For many of the general telephony stream-processing tasks, the TMS320C6000 C optimizer can yield higher densities with no hand assembly coding. Other technologies require a healthy dose of optimization to reach target densities.

You can take steps to optimize C-coded reference modems to meet higher-density targets. How high? C-baseline modems, for example, can soar from 6 per 200-MHz C6201 to 28 modems per chip in four short project phases. A fifth project phase can take the number of channels to 48 per DSP.

In fact, for its MSP MEDIA Gateway line of DSP resource boards based on C6000 DSPs, Commetrex undertook the four phases, and the process worked. Our MSP-320 PCI board, with two C6201s and a quad E1/T1 network interface, needed 48 to 60 channels of processing from each DSP. For many of the general telephony stream-processing tasks, the C6000 C optimizer gave us the densities we needed with no hand assembly coding.
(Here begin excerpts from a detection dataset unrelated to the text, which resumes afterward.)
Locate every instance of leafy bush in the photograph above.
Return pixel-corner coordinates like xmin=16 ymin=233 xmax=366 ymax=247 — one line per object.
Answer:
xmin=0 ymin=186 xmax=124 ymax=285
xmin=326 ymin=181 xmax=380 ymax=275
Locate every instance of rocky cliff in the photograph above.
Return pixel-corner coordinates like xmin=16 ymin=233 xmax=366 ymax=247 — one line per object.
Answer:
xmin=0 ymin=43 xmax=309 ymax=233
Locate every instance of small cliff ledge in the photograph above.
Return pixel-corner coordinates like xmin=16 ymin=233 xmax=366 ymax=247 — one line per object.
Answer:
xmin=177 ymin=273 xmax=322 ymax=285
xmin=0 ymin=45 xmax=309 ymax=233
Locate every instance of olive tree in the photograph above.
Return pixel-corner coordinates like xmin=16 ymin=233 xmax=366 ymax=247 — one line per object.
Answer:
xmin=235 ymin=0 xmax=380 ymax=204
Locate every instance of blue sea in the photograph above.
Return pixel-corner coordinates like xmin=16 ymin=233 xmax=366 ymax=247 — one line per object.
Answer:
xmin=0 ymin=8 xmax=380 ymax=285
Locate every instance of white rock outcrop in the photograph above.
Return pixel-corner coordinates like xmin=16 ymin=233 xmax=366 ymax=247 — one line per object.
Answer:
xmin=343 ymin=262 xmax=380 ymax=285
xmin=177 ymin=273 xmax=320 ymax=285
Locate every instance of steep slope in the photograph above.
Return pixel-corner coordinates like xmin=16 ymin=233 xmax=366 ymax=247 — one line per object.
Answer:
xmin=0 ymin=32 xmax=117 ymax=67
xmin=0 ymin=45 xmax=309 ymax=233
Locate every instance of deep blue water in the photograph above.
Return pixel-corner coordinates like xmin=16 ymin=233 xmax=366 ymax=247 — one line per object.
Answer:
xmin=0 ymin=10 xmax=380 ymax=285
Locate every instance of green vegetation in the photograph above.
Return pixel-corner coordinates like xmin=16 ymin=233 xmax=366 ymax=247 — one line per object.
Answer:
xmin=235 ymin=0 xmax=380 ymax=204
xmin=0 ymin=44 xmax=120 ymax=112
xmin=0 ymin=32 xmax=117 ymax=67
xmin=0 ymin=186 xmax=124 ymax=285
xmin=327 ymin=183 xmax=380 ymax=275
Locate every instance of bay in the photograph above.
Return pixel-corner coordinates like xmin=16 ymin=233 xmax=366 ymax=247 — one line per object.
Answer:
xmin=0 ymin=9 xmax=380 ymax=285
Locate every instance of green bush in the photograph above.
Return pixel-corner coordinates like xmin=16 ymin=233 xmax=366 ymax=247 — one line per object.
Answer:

“Out of the box” C-coded modems, which are a reference design and written for understandability rather than efficiency, might compile to, say, six simultaneous modems. You should be able to double that by guiding the modems through the Code Composer Studio (CCS) optimizer and by ensuring that your memory layout takes advantage of the C6000’s on-chip RAM.

CCS includes an optimization tutorial that provides a recommended code development flow consisting of four phases (Figure 1). (A similar tutorial is in the TMS320C6000 Programmer’s Guide.)

Code Development Flow

Figure 1. Code Composer Studio’s optimization tutorial recommends a code development flow consisting of four phases. The first three phases focus on utilizing the optimization abilities of the ‘C6000 compiler to achieve high code performance while maintaining the code in C. The last phase involves linear assembly coding of the portions of the code whose performance needs to be improved further. (This figure is based on the one on p. 1-4 of theTMS320C6000 Programmer’s Guide).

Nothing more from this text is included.